The treatment of acute mania cannot really be considered in isolation from the long term or maintenance treatment of bipolar disorder, and it is at this interface that we lack much needed data. The field is poised for longer term effectiveness studies of combination treatment, enrolling manic patients who are more broadly representative of clinical populations.
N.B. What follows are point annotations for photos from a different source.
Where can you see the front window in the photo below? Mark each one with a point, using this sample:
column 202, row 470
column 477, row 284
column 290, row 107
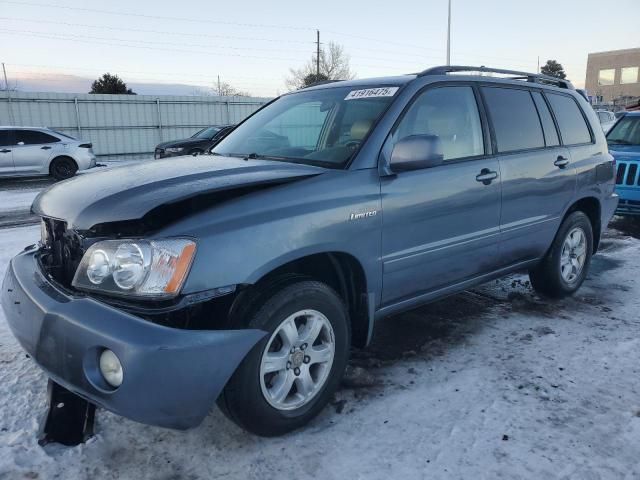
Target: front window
column 323, row 127
column 629, row 75
column 206, row 133
column 607, row 76
column 625, row 132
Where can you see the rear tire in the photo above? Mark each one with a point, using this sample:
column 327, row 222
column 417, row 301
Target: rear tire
column 566, row 264
column 290, row 375
column 62, row 168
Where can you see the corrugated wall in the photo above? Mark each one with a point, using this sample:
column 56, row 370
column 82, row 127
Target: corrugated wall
column 123, row 125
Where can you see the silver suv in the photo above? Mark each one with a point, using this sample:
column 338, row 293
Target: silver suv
column 41, row 151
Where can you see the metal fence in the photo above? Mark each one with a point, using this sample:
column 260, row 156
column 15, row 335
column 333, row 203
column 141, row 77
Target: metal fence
column 121, row 126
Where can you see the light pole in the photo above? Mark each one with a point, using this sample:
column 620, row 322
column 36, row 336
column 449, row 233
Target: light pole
column 449, row 36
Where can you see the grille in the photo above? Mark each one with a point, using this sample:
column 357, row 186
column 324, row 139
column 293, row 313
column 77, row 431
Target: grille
column 61, row 251
column 627, row 174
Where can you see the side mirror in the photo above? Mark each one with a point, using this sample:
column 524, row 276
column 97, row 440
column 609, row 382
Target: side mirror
column 416, row 152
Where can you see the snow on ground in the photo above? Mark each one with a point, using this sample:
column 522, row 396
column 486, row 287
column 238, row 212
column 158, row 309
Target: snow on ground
column 20, row 200
column 491, row 384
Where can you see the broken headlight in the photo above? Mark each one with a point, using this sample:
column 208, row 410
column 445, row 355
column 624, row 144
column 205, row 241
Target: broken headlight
column 142, row 268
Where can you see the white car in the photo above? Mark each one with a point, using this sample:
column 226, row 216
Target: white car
column 607, row 119
column 26, row 151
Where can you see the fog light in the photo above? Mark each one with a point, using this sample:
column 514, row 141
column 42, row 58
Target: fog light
column 111, row 368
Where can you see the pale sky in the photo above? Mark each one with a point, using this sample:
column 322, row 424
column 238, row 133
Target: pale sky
column 252, row 44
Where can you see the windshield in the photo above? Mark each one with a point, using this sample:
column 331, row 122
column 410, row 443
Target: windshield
column 207, row 133
column 625, row 132
column 320, row 127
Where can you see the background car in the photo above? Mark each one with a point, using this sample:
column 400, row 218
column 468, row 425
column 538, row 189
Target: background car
column 26, row 151
column 607, row 119
column 624, row 145
column 199, row 143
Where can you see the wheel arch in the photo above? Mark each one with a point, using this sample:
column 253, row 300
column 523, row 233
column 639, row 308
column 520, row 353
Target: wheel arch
column 54, row 158
column 592, row 208
column 344, row 273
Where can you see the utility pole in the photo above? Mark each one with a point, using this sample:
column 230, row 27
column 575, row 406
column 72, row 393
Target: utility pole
column 6, row 83
column 449, row 36
column 317, row 53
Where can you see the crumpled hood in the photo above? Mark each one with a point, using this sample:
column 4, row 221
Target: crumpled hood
column 129, row 192
column 185, row 142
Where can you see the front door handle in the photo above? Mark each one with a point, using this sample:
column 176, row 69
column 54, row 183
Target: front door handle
column 561, row 161
column 486, row 176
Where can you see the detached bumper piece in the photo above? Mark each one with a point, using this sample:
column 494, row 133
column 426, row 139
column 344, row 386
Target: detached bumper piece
column 171, row 377
column 69, row 419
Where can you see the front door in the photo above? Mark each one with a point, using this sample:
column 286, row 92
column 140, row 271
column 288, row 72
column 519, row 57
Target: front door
column 441, row 224
column 6, row 152
column 33, row 150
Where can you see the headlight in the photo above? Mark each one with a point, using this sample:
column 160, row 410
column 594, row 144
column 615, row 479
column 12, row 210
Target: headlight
column 142, row 268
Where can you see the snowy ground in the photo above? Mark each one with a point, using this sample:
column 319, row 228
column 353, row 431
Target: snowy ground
column 490, row 384
column 17, row 194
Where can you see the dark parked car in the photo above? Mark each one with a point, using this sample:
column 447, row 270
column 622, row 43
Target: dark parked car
column 246, row 280
column 198, row 143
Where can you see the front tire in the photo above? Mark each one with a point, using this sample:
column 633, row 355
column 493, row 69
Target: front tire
column 290, row 375
column 566, row 264
column 62, row 168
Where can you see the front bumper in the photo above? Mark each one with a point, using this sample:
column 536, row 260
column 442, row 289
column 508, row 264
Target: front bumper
column 171, row 376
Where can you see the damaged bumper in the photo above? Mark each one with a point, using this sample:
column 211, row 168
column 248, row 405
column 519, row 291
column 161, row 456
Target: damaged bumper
column 171, row 376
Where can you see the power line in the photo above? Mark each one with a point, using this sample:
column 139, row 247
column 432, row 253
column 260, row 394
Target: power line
column 156, row 17
column 160, row 32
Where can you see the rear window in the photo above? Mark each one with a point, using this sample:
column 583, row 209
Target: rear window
column 514, row 118
column 573, row 127
column 34, row 137
column 550, row 132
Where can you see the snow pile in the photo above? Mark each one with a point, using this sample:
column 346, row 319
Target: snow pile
column 495, row 383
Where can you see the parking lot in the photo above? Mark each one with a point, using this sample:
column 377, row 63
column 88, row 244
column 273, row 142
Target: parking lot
column 491, row 383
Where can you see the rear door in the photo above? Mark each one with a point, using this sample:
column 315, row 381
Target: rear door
column 538, row 180
column 6, row 152
column 441, row 224
column 33, row 150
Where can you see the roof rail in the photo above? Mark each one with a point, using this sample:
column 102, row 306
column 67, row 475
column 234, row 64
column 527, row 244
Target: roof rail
column 529, row 77
column 321, row 82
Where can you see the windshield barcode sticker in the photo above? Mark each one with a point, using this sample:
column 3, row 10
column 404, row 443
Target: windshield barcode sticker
column 371, row 93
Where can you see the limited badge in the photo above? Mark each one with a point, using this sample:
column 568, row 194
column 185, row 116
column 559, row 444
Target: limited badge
column 372, row 93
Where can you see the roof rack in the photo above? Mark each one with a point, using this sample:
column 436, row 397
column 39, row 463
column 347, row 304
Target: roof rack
column 529, row 77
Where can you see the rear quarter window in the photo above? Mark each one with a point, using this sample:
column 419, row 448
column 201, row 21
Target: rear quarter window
column 34, row 137
column 572, row 124
column 515, row 119
column 550, row 132
column 4, row 138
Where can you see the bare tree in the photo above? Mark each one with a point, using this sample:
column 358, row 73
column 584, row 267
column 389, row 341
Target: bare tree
column 225, row 89
column 334, row 65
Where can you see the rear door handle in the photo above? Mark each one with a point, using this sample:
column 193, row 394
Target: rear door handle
column 561, row 161
column 486, row 176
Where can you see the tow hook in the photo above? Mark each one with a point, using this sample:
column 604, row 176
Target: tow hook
column 69, row 419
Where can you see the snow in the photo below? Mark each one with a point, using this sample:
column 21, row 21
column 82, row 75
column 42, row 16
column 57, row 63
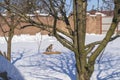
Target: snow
column 29, row 62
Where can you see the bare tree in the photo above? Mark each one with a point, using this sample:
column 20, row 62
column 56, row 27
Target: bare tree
column 76, row 33
column 9, row 22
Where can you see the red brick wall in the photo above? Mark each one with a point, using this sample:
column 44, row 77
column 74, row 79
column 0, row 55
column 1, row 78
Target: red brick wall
column 93, row 25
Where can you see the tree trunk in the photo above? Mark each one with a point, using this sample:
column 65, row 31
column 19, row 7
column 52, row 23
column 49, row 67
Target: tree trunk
column 9, row 48
column 9, row 43
column 82, row 70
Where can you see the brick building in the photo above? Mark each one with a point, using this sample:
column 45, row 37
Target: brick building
column 96, row 23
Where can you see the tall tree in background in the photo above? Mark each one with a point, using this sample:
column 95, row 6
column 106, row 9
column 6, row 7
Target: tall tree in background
column 84, row 54
column 9, row 22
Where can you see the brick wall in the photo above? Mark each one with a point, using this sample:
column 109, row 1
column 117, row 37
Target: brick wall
column 93, row 25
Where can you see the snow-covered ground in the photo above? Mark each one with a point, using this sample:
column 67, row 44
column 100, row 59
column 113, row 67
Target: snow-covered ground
column 29, row 60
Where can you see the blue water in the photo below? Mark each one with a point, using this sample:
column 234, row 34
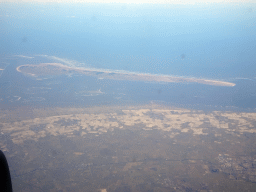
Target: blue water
column 215, row 41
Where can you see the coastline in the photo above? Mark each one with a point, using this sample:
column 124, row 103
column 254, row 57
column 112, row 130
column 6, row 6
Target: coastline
column 43, row 68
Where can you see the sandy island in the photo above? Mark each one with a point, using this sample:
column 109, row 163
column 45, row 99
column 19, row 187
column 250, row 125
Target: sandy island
column 58, row 68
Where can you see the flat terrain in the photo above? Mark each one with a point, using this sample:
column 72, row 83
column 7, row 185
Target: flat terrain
column 128, row 148
column 58, row 68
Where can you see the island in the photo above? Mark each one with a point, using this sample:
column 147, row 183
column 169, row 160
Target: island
column 58, row 69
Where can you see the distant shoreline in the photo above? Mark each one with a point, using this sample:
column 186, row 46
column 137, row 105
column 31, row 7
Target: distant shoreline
column 58, row 68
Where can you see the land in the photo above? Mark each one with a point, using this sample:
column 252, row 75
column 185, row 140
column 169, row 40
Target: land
column 129, row 148
column 58, row 69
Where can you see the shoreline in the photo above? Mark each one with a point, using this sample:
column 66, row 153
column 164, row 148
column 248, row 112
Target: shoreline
column 115, row 75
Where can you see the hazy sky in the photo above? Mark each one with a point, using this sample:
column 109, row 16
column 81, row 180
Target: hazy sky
column 138, row 1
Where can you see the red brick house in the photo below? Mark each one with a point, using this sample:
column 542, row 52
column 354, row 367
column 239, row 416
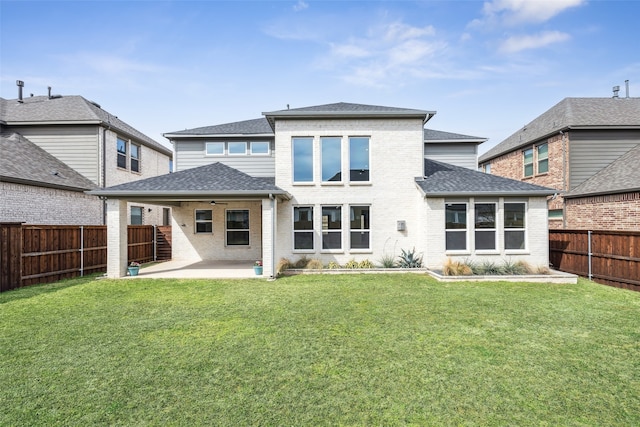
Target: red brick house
column 578, row 147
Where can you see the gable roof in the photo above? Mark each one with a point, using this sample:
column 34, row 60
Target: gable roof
column 442, row 179
column 437, row 136
column 621, row 176
column 23, row 162
column 74, row 109
column 257, row 127
column 573, row 113
column 346, row 110
column 215, row 179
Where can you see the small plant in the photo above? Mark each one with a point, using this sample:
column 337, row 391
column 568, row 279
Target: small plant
column 333, row 265
column 365, row 263
column 314, row 264
column 409, row 259
column 352, row 263
column 283, row 264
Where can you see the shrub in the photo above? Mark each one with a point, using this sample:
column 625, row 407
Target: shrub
column 409, row 259
column 314, row 264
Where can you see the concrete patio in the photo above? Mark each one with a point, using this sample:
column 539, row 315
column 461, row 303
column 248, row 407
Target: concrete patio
column 198, row 270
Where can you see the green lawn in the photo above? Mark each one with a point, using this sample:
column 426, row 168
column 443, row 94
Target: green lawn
column 319, row 350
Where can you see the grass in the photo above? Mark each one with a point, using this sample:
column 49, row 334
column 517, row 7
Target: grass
column 319, row 350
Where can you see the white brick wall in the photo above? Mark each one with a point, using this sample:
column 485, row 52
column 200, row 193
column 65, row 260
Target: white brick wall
column 40, row 205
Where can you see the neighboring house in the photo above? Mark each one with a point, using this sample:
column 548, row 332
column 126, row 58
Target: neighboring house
column 335, row 182
column 36, row 185
column 91, row 141
column 569, row 145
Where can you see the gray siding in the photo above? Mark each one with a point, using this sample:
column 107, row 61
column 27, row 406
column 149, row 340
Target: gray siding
column 77, row 146
column 191, row 154
column 591, row 151
column 458, row 154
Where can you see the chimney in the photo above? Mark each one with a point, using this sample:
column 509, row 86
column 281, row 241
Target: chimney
column 20, row 85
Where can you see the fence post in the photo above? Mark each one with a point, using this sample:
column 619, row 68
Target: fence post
column 589, row 254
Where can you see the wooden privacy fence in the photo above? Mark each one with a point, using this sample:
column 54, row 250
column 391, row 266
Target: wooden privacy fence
column 608, row 257
column 31, row 254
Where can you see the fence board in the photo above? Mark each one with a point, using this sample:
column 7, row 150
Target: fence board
column 615, row 255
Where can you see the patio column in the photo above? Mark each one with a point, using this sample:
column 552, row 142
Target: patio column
column 116, row 238
column 269, row 233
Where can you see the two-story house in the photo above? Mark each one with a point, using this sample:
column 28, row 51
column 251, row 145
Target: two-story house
column 335, row 182
column 89, row 140
column 578, row 147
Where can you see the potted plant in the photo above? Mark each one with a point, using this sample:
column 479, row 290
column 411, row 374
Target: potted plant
column 133, row 268
column 257, row 268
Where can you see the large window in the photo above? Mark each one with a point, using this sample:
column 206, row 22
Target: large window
column 237, row 227
column 359, row 158
column 331, row 151
column 204, row 221
column 528, row 162
column 136, row 215
column 514, row 225
column 135, row 158
column 543, row 158
column 332, row 227
column 303, row 228
column 485, row 226
column 122, row 152
column 302, row 159
column 456, row 226
column 360, row 227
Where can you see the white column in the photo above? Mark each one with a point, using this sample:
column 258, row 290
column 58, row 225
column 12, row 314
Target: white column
column 116, row 238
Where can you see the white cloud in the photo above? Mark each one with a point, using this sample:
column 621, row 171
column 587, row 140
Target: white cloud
column 516, row 12
column 519, row 43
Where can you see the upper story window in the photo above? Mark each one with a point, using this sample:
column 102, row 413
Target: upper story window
column 359, row 159
column 135, row 158
column 543, row 158
column 121, row 146
column 528, row 162
column 302, row 160
column 331, row 152
column 514, row 225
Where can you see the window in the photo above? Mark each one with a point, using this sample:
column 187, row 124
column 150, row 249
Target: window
column 543, row 158
column 215, row 148
column 528, row 162
column 332, row 227
column 237, row 227
column 456, row 226
column 331, row 151
column 135, row 158
column 136, row 215
column 359, row 159
column 122, row 153
column 485, row 226
column 303, row 228
column 204, row 221
column 360, row 227
column 514, row 225
column 302, row 159
column 259, row 147
column 237, row 148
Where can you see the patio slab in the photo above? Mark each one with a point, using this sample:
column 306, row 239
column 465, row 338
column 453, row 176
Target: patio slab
column 242, row 269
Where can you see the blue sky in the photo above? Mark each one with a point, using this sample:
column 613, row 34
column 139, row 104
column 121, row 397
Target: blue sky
column 486, row 67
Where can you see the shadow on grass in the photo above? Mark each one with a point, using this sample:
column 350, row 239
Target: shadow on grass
column 45, row 288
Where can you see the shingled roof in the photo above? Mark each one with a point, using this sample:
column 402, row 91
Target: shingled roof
column 23, row 162
column 621, row 176
column 216, row 179
column 442, row 179
column 72, row 109
column 573, row 113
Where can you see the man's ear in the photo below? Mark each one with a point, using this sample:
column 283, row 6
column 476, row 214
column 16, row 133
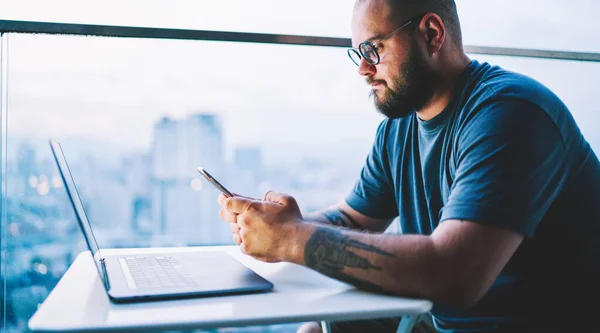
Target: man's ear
column 435, row 32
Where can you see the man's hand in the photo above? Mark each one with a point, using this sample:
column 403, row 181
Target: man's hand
column 261, row 228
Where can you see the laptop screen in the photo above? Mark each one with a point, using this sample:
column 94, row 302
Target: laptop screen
column 73, row 194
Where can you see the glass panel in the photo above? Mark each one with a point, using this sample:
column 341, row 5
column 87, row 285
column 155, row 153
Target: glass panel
column 576, row 83
column 136, row 117
column 309, row 17
column 562, row 25
column 535, row 24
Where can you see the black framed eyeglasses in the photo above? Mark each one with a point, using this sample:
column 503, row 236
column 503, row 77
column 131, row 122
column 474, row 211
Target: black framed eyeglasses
column 368, row 50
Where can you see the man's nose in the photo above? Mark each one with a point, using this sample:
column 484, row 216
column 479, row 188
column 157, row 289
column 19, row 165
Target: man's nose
column 365, row 68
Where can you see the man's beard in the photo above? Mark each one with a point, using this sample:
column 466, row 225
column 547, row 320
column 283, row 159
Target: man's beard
column 413, row 88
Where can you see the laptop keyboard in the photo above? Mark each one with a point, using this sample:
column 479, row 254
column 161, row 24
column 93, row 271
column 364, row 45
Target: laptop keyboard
column 158, row 272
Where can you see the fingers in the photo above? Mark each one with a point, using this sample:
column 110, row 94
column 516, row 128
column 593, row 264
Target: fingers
column 280, row 198
column 221, row 199
column 228, row 216
column 237, row 205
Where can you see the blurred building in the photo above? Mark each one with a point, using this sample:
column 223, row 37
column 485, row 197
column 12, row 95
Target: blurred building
column 247, row 172
column 184, row 207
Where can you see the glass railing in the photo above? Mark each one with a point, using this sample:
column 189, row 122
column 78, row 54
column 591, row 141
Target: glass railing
column 136, row 116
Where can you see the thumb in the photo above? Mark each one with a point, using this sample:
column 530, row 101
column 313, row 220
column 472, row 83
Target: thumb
column 279, row 198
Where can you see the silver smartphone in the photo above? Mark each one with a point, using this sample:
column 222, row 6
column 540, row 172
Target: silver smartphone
column 213, row 181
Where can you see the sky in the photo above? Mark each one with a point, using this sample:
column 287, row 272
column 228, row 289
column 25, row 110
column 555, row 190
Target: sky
column 268, row 95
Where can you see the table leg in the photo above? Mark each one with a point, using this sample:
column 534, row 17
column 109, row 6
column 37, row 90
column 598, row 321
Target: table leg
column 407, row 323
column 325, row 327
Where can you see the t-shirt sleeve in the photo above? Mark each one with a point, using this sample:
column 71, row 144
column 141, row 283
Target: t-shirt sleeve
column 511, row 165
column 373, row 193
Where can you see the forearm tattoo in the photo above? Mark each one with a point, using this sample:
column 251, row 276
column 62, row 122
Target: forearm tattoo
column 336, row 217
column 329, row 251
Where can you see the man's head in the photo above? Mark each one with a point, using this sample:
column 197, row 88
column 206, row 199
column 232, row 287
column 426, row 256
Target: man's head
column 411, row 59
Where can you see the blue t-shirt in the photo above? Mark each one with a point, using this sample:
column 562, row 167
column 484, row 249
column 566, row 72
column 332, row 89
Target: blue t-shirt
column 505, row 152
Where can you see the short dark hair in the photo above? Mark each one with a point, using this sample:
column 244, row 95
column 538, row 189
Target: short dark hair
column 446, row 9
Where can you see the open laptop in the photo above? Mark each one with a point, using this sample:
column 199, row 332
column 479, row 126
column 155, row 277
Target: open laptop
column 159, row 276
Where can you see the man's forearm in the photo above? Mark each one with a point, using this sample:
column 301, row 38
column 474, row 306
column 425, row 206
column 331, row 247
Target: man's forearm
column 403, row 265
column 333, row 216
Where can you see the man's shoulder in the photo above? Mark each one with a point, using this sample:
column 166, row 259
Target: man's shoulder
column 493, row 84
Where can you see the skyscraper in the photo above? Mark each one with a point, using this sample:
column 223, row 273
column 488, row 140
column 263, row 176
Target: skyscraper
column 184, row 207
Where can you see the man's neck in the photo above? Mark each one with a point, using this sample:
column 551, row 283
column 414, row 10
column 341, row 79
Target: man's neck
column 443, row 93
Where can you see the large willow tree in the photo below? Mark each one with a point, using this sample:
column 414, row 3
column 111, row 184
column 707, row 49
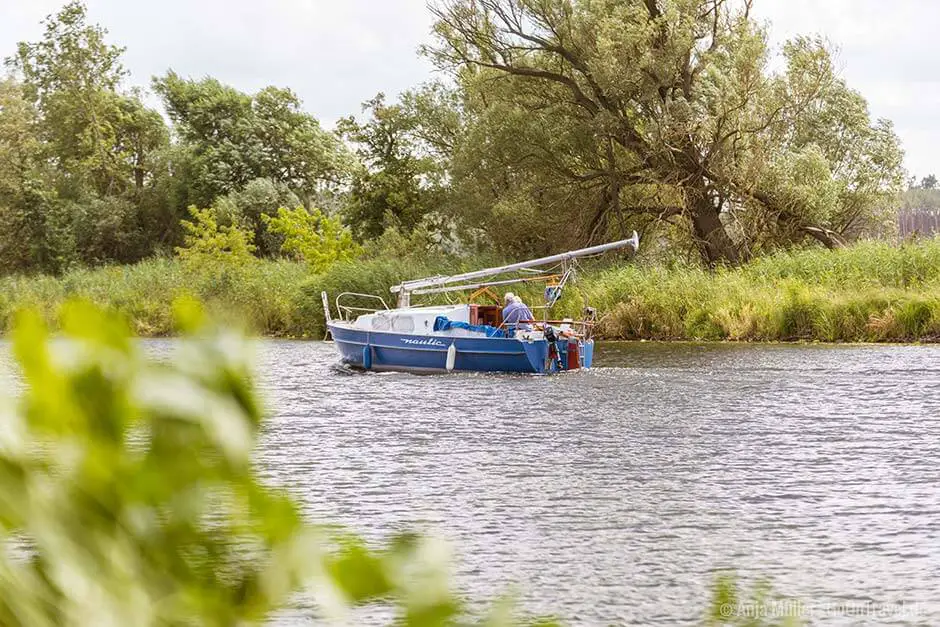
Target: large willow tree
column 663, row 110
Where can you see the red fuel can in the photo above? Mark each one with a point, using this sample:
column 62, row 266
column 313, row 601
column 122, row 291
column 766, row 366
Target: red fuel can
column 574, row 354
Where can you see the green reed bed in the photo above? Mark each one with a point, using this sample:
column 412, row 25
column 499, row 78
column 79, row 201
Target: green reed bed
column 871, row 292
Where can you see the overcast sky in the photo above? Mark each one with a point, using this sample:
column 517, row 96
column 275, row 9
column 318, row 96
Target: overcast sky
column 337, row 53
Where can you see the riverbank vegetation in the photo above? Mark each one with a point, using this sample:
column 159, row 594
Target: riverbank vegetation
column 551, row 128
column 870, row 292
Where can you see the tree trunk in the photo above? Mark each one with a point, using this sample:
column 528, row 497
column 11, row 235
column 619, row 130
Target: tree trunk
column 714, row 243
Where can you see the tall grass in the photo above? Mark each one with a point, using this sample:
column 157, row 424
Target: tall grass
column 871, row 292
column 263, row 297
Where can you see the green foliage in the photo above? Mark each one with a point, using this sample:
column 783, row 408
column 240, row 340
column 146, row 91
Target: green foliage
column 402, row 178
column 80, row 156
column 313, row 237
column 234, row 138
column 868, row 292
column 130, row 484
column 585, row 119
column 208, row 244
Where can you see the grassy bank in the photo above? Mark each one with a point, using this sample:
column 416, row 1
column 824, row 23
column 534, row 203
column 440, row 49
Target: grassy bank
column 872, row 292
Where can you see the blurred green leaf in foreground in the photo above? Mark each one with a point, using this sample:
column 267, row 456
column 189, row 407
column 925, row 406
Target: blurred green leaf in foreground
column 127, row 495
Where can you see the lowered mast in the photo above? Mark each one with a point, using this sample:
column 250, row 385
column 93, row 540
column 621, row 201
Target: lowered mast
column 405, row 289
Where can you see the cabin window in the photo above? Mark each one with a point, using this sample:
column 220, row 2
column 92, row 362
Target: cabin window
column 403, row 324
column 380, row 323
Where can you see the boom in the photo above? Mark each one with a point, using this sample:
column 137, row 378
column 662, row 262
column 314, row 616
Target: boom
column 405, row 289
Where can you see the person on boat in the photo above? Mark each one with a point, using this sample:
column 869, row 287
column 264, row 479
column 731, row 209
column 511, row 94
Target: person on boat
column 516, row 315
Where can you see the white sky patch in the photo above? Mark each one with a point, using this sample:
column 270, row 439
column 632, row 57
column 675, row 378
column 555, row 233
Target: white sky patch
column 338, row 53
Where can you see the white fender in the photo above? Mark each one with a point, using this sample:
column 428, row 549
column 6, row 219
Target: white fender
column 451, row 356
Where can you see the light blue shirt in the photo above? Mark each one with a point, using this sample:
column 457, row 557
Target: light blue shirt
column 516, row 311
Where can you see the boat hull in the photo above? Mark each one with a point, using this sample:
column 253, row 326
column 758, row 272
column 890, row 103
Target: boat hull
column 384, row 351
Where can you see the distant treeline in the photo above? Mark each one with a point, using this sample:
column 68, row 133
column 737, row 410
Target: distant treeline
column 545, row 136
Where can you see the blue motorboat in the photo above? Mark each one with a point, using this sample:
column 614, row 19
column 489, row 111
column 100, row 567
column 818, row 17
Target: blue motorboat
column 466, row 337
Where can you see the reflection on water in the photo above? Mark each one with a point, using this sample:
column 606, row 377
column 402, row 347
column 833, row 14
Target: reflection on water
column 611, row 495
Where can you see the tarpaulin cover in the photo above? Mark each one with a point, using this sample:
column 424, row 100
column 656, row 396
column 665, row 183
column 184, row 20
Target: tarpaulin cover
column 443, row 323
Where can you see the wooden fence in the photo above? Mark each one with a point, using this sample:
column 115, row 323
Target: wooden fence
column 918, row 222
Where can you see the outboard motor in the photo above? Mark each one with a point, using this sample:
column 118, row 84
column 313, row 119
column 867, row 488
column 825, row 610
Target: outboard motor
column 552, row 338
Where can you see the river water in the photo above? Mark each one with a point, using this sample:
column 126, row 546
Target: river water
column 612, row 496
Competing interests PK is a consultant to or a member of the scientific advisory boards of Abbott Laboratories, AstraZeneca Pharmaceuticals, Bristol Myers Squibb, Corcept, Glaxo SmithKline, Janssen Pharmaceutica, Eli Lilly and Company, Novartis, Ortho McNeil, Pharmacia, UCB Pharma, Shire, Solvay, and Wyeth. He is a principal co-investigator on research studies sponsored by Abbott Laboratories, AstraZeneca, Bristol-Myers Squibb, Glaxo SmithKline, Elan, Eli Lilly, Merck, National Institute of Mental Health, National Institute of Drug Abuse, Organon, Pfizer, Stanley Medical Research Institute, and UCB Pharma.